A nostalgic voyage that reveals the Syrian capital's majestic past
Writer and architect, Suad Amiry, was born in an old neighborhood of Damascus, the oldest continuously inhabited city in the world. In My Damascus she takes her reader by the hand through not only the narrow alleys and lively souqs adjacent to the grand Umayyad Mosque, but also into the intimate spaces of her rich merchant grandfather’s Baroudi Mansion.
Through a web of interwoven personal stories and an intricate mix of simple, complicated or sometimes devious characters, Amiry travels across space and time, spanning three generations of family history. The Baroudi women animate the story and sparkle like no others: Teta, Amiry’s grandmother, rendered mute after her husband’s great betrayal; her cousin, Norma, torn between love for her adoptive mother and longing for a real mother she will never know; Fatima and Ghalia, Karimeh and Laila, maids and aunts, in a kaleidoscope of vignettes.
Through them Amiry traces the social and political history of Greater Syria from the Ottoman Empire era until its present-day devastation, juxtaposing them with the most intimate, loving, often contentious, family relations and secrets. In the end, her Damascus becomes a metaphor for a dispersed family and a lost past, as well as an elegy for a city she can no longer claim as her own.
Suad Amiry, a Palestinian writer and architect, has been living in Ramallah since 1981. Born in Damascus, Amiry grew up between Amman, Damascus, Beirut and Cairo. She studied architecture in Beirut (at the American University of Beirut), Michigan, and Edinburgh. Amiry is author of Menopausal Palestine: Women at the Edge, Nothing to Lose but Your Life, and the highly-acclaimed Sharon and My Mother-in-Law, which has been translated into 17 languages and was awarded the prestigious 2004 Viareggio Prize. She is the founder and Director of the Riwaq: Centre for Architectural Conservation. Amiry is the vice-president of the Board of Trustees of Birzeit University. She lives in Ramallah with her husband, the academic and political activist Salim Tamari.

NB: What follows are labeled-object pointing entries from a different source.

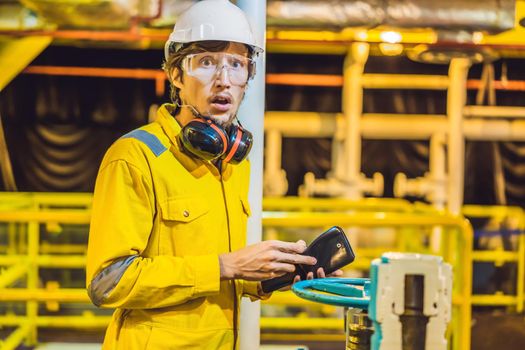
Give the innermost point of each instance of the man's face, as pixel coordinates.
(213, 82)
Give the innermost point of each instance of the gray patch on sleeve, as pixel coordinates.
(107, 279)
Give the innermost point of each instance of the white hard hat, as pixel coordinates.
(212, 20)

“It is refreshing to read a story about Syria that is not only removed from the civil war but is about a family and its daily routines: snapshots of domestic life and houses that hold great drama within their walls.”
“An homage to the timeless city, narrated through the experiences of the Baroudi clan … A nostalgic voyage to the past but also an emotive, suspense-charged …”
“My Damascus is an essential book that … portrays in depth a deliberately-hidden society. She treats issues such as homosexuality, adoption and the coexistence between different people, ethnic groups, and classes in a natural manner.”
“Amiry, the exceptional storyteller, takes readers to the hidden alleys and souqs of Damascus, showing them the beautiful mansions and introducing them to the complicated and personal stories of those who lived there. Her unique writing style uses the simplest of personal stories to reflect the tragedy of a nation, weaving in fragments of a memory and the loss of beautiful times.”